# Micro Precision Z-Studio



## oilman (Feb 21, 2012)

Somebody buy them and tell us about it. 

http://pages.ebay.com/link/?nav=item.view&id=111016036649&globalID=EBAY-US


----------



## DAT (Oct 8, 2006)

Seller is on this forum.


----------



## thehatedguy (May 4, 2007)

Wrong kind of break in used in the ebay ad though.


----------



## oilman (Feb 21, 2012)

Very cool looking speakers. The guy must have one hell of a show car.


----------



## noop (Jan 18, 2009)

wow... I always wondered how much a set like that costs... $9000 though for a 2 way holy sh!t.


----------



## OldSchoolAudioandVideo (Nov 14, 2011)

RedonKulous


----------



## DAT (Oct 8, 2006)

One of those high end speakers lines you never see in the lanes.


----------



## SouthSyde (Dec 25, 2006)

That was installed in his porsche with mcintosh mx5000 head unit and brax nox amps....


----------



## oilman (Feb 21, 2012)

SouthSyde said:


> That was installed in his porsche with mcintosh mx5000 head unit and brax nox amps....
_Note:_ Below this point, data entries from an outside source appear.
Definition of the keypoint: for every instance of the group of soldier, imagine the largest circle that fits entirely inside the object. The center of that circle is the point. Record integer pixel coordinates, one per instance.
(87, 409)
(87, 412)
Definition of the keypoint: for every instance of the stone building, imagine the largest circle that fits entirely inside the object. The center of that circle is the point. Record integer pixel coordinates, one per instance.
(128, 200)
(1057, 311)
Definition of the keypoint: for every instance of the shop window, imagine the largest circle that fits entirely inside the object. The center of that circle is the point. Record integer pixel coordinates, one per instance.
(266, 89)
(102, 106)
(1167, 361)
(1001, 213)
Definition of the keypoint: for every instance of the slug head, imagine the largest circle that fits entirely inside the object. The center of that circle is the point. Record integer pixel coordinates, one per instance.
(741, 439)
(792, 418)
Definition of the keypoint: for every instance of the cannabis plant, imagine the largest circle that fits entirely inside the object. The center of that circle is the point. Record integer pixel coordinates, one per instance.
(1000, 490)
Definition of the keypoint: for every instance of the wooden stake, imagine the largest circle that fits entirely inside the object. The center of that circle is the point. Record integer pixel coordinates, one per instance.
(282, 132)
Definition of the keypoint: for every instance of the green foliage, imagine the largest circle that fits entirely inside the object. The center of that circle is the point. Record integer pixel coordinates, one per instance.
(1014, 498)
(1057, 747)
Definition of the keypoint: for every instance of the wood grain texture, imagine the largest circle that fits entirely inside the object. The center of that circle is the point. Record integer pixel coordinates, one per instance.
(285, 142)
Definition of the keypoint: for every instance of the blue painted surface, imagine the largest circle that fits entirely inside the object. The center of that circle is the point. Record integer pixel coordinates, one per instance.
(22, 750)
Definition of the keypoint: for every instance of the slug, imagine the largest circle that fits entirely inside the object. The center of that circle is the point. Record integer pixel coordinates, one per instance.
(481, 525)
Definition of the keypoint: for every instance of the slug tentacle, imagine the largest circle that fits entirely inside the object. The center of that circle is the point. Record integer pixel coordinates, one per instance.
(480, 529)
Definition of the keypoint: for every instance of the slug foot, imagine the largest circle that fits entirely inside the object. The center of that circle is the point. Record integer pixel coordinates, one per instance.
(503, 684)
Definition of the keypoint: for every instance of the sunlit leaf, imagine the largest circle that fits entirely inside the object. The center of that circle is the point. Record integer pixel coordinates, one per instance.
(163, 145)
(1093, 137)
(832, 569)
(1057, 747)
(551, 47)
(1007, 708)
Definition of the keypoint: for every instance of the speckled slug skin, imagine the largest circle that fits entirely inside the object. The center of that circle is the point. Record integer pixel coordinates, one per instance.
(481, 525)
Chad, you knew I had a bonner for these at one time. That's why I had them saved on my eBay Q. I had no idea they cost that much though. Lol. You could do a whole system for that price.


----------



## oilman (Feb 21, 2012)

Those midbass are almost too pertly to put in a car.


----------



## SouthSyde (Dec 25, 2006)

cajunner said:


> I think I need to go into the pretty speaker designer business.
> 
> get out a couple of sets like that a month and a guy could live pretty comfortable..


lmk when you do!


----------